The city issued the request for proposals after the council — led by Mickie Winkler and Lee Duboc and supported by Nicholas Jellins — directed staff to explore privatizing the programs.
Ms. Winkler and Ms. Duboc cited the city's subsidy of the programs — pegged at the time at $444,000 a year by city staff — as motivation to consider turning their operation over to a private operator.
But the programs' estimated cost has wavered for several months, and the city's finance director and other staff members have been unable to publicly confirm what the city would save if the programs were privatized.
The city's report says the programs' tuition fees — which were raised in May — will cover all but about $4,500 of the estimated cost for the current fiscal year.
Michael Taylor, the city's acting community services director, said the city is expected to pull about $200,000 from the general fund for the child care programs, but that figure includes expenses for administrative overhead and general liability — costs that the city would still pay if the programs were privatized.
Finance Director Carol Augustine said she has yet to study the child care proposals in depth.
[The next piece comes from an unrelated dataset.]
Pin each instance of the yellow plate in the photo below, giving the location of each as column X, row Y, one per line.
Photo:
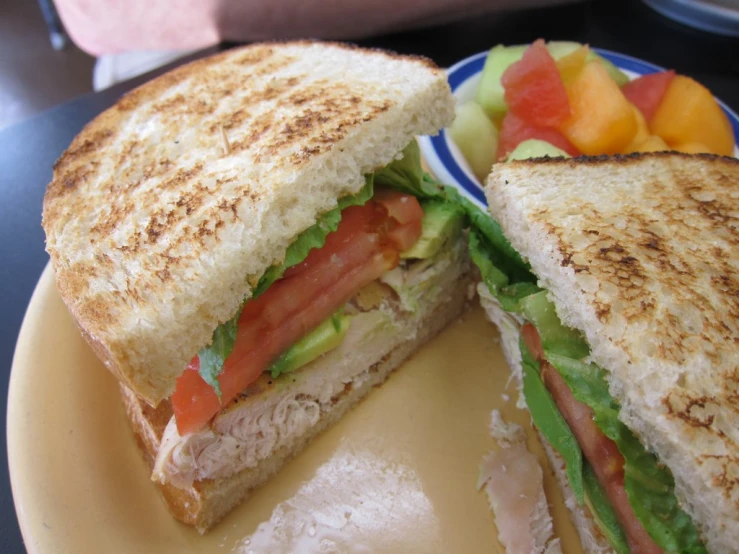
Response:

She didn't confirm the accuracy of the new estimates, but acknowledged the majority of child care costs for the current fiscal year would remain if the programs were privatized.
She noted that health care costs are expected to increase, potentially increasing long-term costs for maintaining city-run programs.
If the new estimate holds, savings associated with privatizing the child care programs would be substantially less than previously thought, calling into question the basis of privatizing the programs.
"This is what we've been fighting to say the whole time," said parent Mike Gardner. "We knew these programs didn't run at this enormous deficit, and we knew they're pretty darn close to cost-recovery. But certain council members wouldn't even take that into consideration."
Mr. Gardner is also a member of the Child Care RFP Committee, a city-sponsored task force that will ultimately recommend to the council which bidder should operate the programs.
Council members Kelly Fergusson and Andy Cohen urged the council to halt the privatization process until child care costs were better defined, but council members Winkler, Duboc and Jellins reaffirmed that the city should explore privatization to cut the city's costs.
"I felt from the beginning that $444,000 was not a credible figure to justify going out to bid and to justify the privatization process," said Councilwoman Fergusson. "For all intents and purposes, these are nearly full-cost-recovery programs."
The Child Care RFP Committee is scheduled to discuss the three bids — the two from the private companies and the city's bid —at its August 23 meeting.
Vineeta Bhandari, administrator and president of Building Kidz, is proposing that her company pay Menlo Park $9,000 a month to rent the children's center.
She said the tuition rates would remain unchanged for at least three years, about half of the current staff members would be retained and her company could take over operation of the programs by January 1.
Teresa Brown, executive director and president of Learning Adventures, is proposing that her company take over the programs in October.
Ms. Brown said that because her business is a startup company, Learning Adventures would require some financial assistance from the city.
Her bid does not include plans to pay rent for use of the children's center.